When the system stack grows down below 0x3FFFE000
, you may see an HWDT or other weird crashes.
When WPS is used without disable_extra4k_at_link_time()
, you may see an HWDT or other weird crashes.
Using the 8K system stack model to take stack painting and check measurements without crashing
Assuming a 4K system stack, it looks like when do_global_ctors()
is called from init_done()
, it has 1376 bytes of the system stack already in use. That leaves only 2720 to handle do_global_ctors()
. The full MCVE needs 3324 to initialize. A total of 4700 bytes.
Edited: add clarification
interesting information... it feels initializations via global ctors imply potentially dangerous.
can't do_global_ctors()
's stack be assigned to cont one, or to another large enough block?
Or, if not that, could we implement something similar to stack protection check from gcc applied to global ctors function? At least for error reporting in more apparent manner than just triggering hwdt.
Or, if not that, could we implement something similar to stack protection check from gcc applied to global ctors function? At least for error reporting in more apparent manner than just triggering hwdt.
I think it would be super-useful for any other unlucky guy hitting this sneaky issue!
btw even gcc4.8.2 (from our previous version 2.7.4) will still support a simple wrapper around string literal https://godbolt.org/z/8dav8P1rc
Thanks for the suggestion, I tested it and it works perfectly on older and newer versions. I will go for it!
can't
do_global_ctors()
's stack be assigned to cont one, or to another large enough block?
--- cores/esp8266/core_esp8266_main.cpp
+++ cores/esp8266/core_esp8266_main.cpp
@@ -305,9 +305,12 @@ void init_done() {
system_set_os_print(1);
gdb_init();
std::set_terminate(__unhandled_exception_cpp);
- do_global_ctors();
- esp_schedule();
+ ESP.resetHeap();
+ cont_run(g_pcont, &do_global_ctors);
ESP.setDramHeap();
+ if (cont_check(g_pcont) != 0)
+ panic();
+ esp_schedule();
}
/* This is the entry point of the application.
seems to resolve the problem. (but other side effects are unknown, any ideas?)
I think there are a few bumps.
At init_done()
there is no need for ESP.resetHeap()
. There is nothing to restore and would panic when multiple heaps are available. Also, with the call to ESP.resetHeap()
, you are calling a class that has not (yet) been initialized.
It is a little strange. When cont_run()
returns, the stack we are using may have been corrupted by the call to do_global_ctors()
; however, (if?) we do not need any of our local stack content, a direct call to postmortem can be made with enough stack space to process the panic.
Unfortunately, nothing will print.

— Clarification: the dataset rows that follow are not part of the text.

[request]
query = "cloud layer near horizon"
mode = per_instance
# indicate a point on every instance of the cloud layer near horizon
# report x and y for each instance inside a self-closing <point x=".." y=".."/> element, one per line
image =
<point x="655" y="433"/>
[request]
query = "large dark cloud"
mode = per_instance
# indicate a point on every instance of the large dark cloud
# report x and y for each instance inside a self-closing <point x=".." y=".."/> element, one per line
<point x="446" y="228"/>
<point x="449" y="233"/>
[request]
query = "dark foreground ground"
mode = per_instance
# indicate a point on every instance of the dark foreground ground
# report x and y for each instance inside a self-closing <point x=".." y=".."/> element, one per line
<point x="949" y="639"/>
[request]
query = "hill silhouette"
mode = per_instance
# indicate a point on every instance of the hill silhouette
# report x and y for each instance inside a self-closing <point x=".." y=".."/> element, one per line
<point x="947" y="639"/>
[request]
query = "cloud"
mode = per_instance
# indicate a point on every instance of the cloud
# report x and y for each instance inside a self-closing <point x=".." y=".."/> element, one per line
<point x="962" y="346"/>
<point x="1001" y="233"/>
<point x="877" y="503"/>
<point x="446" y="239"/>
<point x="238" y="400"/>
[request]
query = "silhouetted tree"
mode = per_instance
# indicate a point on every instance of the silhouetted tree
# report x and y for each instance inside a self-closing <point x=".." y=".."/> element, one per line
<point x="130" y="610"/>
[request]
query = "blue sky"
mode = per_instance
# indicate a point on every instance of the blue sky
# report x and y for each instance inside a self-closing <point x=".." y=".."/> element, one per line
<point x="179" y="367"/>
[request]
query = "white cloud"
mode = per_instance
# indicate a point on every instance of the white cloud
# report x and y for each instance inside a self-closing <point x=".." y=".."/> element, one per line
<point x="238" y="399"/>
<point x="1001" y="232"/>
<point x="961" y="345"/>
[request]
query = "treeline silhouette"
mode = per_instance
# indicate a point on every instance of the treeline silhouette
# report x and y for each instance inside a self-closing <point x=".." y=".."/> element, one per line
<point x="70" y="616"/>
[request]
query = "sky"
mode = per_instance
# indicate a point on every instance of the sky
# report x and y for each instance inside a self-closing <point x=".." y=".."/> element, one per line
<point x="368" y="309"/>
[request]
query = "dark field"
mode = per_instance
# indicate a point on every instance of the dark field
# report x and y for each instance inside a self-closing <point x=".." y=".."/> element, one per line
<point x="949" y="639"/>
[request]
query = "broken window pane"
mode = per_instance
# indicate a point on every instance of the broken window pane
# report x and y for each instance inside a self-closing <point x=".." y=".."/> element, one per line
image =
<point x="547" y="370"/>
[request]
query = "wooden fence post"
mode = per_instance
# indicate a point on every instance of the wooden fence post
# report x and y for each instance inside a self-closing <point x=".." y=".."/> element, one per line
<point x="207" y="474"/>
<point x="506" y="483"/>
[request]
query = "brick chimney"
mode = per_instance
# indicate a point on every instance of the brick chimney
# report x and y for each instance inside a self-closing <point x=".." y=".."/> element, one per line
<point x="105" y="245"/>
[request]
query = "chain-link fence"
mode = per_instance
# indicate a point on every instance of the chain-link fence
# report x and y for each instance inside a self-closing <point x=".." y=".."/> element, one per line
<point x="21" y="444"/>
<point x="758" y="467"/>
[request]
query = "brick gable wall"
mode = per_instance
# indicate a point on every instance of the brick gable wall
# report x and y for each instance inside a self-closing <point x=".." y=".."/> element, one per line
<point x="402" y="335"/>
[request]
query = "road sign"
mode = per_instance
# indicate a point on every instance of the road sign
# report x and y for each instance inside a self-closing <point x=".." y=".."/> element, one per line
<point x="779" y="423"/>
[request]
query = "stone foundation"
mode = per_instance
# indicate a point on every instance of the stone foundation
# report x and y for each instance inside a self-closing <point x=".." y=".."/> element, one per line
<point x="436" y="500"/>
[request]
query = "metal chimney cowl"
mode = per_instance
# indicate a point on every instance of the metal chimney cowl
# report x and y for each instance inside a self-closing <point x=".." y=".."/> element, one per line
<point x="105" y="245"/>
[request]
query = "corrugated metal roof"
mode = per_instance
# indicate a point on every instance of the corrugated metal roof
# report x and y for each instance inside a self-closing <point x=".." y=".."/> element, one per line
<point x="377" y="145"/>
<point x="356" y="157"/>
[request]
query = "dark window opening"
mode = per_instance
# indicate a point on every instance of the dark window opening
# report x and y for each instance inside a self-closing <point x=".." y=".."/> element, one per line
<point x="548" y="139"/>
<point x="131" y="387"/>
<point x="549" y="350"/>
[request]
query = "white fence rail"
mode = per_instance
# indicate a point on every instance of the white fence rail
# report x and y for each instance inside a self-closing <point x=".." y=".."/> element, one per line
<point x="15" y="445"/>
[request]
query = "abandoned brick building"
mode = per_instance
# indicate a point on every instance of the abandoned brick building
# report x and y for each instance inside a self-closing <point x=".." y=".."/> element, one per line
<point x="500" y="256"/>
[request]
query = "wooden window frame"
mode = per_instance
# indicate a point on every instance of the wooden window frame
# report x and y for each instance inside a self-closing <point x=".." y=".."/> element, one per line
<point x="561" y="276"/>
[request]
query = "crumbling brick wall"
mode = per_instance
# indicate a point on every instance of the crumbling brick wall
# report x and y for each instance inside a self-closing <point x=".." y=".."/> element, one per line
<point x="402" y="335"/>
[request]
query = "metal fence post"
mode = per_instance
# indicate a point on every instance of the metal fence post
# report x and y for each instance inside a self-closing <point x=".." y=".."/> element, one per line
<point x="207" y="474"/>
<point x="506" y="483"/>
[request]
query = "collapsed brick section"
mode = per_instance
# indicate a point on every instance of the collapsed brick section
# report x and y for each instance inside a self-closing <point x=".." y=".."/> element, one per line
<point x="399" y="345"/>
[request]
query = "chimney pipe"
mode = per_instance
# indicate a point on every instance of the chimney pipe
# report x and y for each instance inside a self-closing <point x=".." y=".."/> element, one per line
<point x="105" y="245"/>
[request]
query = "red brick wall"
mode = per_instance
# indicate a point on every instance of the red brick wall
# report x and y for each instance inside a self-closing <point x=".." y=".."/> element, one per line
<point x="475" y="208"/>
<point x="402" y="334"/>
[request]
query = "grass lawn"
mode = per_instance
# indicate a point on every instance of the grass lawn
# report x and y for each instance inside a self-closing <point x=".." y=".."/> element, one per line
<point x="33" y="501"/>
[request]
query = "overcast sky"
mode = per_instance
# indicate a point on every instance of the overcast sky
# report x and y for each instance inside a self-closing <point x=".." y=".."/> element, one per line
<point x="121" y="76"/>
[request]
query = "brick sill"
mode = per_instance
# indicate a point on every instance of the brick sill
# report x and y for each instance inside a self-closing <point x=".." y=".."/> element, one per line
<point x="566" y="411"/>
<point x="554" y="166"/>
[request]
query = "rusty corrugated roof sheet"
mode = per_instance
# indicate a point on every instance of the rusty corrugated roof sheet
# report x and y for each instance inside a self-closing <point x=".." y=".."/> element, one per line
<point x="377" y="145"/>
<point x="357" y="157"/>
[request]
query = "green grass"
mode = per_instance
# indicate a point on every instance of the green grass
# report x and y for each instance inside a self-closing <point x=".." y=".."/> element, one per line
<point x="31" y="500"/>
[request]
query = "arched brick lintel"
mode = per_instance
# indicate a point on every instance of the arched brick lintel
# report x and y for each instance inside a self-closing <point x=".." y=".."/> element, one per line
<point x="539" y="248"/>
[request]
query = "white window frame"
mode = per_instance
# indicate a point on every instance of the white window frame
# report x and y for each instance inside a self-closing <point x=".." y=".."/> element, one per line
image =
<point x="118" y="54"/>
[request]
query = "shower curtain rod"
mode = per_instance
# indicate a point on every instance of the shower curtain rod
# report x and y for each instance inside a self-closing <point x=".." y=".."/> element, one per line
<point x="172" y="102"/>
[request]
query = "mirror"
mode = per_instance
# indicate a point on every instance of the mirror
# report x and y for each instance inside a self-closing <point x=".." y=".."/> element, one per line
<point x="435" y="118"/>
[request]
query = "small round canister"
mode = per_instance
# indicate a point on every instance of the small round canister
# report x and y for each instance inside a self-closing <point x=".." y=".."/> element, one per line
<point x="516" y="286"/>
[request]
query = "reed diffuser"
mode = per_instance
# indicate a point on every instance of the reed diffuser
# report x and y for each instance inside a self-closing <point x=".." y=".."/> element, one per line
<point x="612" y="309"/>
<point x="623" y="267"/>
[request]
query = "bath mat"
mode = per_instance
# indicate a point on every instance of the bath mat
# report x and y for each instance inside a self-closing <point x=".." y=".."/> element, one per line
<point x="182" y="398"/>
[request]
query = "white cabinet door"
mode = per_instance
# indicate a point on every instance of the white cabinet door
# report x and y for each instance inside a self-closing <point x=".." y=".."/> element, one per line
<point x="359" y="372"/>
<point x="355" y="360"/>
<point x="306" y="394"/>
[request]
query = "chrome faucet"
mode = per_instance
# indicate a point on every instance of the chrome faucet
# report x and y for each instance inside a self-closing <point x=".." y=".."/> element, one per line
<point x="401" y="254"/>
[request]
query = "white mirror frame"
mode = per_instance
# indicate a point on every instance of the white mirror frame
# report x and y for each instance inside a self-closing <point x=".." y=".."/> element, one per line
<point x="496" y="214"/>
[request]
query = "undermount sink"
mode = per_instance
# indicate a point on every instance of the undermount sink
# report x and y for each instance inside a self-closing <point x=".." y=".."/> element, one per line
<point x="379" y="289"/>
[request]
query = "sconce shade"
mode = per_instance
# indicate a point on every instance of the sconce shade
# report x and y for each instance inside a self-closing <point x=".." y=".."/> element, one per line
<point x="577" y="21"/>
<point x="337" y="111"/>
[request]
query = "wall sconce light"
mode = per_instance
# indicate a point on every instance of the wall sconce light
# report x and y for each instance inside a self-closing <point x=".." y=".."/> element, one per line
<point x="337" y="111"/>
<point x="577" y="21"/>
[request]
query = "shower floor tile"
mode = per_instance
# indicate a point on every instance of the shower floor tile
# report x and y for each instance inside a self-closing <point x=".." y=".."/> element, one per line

All the GPIO pins were reset during user_init()
. The TX pin was turned off.
One workaround would be to add a replacement resetPins()
extern "C" void resetPins() {
for (int pin = 0; pin <= 16; ++pin) {
if (1 == pin) {
continue;
}
if (!isFlashInterfacePin(pin))
pinMode(pin, INPUT);
}
}
to the sketch to keep the TX pin alive. Note, that the UART speed will default to 115200bps.
As long as the overflow doesn't exceed 8K, a configuration could be defined to detect that initializing global ctors overflowed the stack.
Edited to supply an alternative to get printf working and apply suggested changes (edited again to correct ==
to !=
)
void init_done() {
system_set_os_print(1);
gdb_init();
std::set_terminate(__unhandled_exception_cpp);
cont_run(g_pcont, &do_global_ctors);
if (cont_check(g_pcont) != 0) {
pinMode(1, SPECIAL);
panic();
}
esp_schedule();
ESP.setDramHeap();
}
I am not sure about the adverse side effects either. It is not clear to me how to create a proper solution. I assume it is inappropriate Arduino behavior to force serial on when that is not part of the sketch. Pin 1 could be wired up for some other function.